When hardening tools made from high-speed steel, it is necessary to vary the treatment to suit the particular class of tool. For instance, it is customary to heat ordinary lathe and planer tools nearly to the fusing point; in fact they are usually brought to a temperature that causes the edges and corners to drip, then placed in a strong blast of air, or dipped in cottonseed oil. When hardening reamers, taps, drills, milling-machine cutters, and other tools having slender projecting portions, or standard forms, it is not possible to heat them to such a temperature and preserve the shapes and slender portions, as they would be melted away; neither can they be cooled in an air blast, as the action of the air is to oxidize the slender portions and so to render the tool unfit for use. Most tools used in the lathe, planer, and similar machines, can be ground to shape after hardening, and the melting-away of the edges and corners does little or no harm; but taps, dies, reamers, and formed milling cutters must retain their shapes as they cannot be ground to form after hardening.

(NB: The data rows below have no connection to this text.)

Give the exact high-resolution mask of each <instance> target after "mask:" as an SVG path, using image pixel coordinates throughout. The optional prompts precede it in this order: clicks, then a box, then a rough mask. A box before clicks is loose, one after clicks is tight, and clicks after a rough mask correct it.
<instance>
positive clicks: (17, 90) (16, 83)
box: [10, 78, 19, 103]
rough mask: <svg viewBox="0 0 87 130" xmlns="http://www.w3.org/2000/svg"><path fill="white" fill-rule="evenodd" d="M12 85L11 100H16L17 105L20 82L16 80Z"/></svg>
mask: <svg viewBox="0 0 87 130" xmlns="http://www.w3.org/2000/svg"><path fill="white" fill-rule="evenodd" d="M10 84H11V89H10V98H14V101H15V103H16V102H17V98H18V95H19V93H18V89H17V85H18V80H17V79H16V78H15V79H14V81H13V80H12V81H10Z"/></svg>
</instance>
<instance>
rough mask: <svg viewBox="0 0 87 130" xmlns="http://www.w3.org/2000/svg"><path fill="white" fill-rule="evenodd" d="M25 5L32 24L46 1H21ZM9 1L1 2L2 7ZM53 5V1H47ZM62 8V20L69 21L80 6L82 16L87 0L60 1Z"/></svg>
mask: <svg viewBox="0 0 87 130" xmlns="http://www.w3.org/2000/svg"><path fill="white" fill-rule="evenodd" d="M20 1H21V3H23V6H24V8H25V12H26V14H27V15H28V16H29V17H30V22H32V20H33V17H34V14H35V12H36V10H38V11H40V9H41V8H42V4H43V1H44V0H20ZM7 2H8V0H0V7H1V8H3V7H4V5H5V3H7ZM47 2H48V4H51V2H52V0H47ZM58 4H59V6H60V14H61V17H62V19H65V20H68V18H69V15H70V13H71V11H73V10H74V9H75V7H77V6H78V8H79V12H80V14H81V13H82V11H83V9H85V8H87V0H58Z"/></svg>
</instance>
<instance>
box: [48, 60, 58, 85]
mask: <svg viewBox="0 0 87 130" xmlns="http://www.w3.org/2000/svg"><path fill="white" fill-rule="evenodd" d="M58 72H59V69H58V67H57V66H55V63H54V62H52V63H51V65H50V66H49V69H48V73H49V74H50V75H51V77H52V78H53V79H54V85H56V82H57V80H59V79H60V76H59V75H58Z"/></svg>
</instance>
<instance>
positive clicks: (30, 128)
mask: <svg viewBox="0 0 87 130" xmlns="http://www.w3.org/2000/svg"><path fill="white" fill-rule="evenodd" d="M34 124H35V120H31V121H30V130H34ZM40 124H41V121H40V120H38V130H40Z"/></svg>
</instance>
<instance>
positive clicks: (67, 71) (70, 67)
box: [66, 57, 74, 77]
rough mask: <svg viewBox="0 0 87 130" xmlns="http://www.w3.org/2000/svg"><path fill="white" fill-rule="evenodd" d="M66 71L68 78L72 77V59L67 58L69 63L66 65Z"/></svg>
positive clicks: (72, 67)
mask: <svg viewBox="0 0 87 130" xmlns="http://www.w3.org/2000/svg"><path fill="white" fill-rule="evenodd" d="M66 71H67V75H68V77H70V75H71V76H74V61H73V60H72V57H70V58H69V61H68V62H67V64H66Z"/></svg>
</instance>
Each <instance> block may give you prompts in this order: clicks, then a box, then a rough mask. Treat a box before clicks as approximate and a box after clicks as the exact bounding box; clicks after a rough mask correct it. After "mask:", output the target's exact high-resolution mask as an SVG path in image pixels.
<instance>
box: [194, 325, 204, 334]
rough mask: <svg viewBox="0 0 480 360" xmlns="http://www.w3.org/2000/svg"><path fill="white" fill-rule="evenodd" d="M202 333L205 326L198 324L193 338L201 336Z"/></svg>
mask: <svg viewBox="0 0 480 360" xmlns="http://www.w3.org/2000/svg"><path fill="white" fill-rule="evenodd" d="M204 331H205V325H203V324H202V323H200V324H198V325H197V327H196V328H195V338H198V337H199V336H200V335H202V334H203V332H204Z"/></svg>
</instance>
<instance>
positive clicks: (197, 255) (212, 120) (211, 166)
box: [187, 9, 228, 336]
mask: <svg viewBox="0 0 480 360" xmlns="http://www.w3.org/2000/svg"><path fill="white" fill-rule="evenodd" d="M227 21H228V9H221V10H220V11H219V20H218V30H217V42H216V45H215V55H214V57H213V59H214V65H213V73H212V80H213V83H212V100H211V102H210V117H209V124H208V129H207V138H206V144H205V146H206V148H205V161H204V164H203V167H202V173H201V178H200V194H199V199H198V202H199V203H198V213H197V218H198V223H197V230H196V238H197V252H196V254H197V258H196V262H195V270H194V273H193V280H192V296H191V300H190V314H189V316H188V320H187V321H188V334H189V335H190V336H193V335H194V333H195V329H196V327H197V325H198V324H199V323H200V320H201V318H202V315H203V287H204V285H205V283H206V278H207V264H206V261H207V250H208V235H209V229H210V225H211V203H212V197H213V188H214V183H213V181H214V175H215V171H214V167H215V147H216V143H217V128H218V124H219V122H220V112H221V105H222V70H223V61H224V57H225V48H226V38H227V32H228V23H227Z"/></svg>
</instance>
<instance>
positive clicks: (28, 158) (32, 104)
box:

Lathe and planer tools of ordinary design may be heated in a fire of coke or well-coked blacksmith's coal, in an ordinary forge, although better results are obtained if they are heated in a furnace specially designed for high-speed steel; long slender articles, such as taps and reamers, give best results if heated in a furnace of the design shown in Fig. 22. This furnace is so constructed that the flame moves around the walls thus leaving a space at the center free from the direct flame. The tools are suspended from the top as shown and in the center, thus preventing oxidation of the steel.

Fig. 22. Cylindrical Hardening Furnace for High-Speed Steal.

Courtesy of American Gas Furnace Company, New York City.

Milling-machine cutters, punch-press dies, and many other forms of tools should be heated in an oven furnace as shown in Fig. 23. Tools heated in this form of furnace should not be placed on the bottom but on a piece of fire brick, as shown.

As the temperature in a furnace being used for heating highspeed steel is extremely high, cold tools should not be placed directly in the furnace, but should be preheated in an open fire or in a slow fire of some kind, brought to a red heat, and then put into the special furnace. The sudden and unequal expansion of a piece of cold steel when placed in contact with a very high temperature, would cause it to crack m various parts.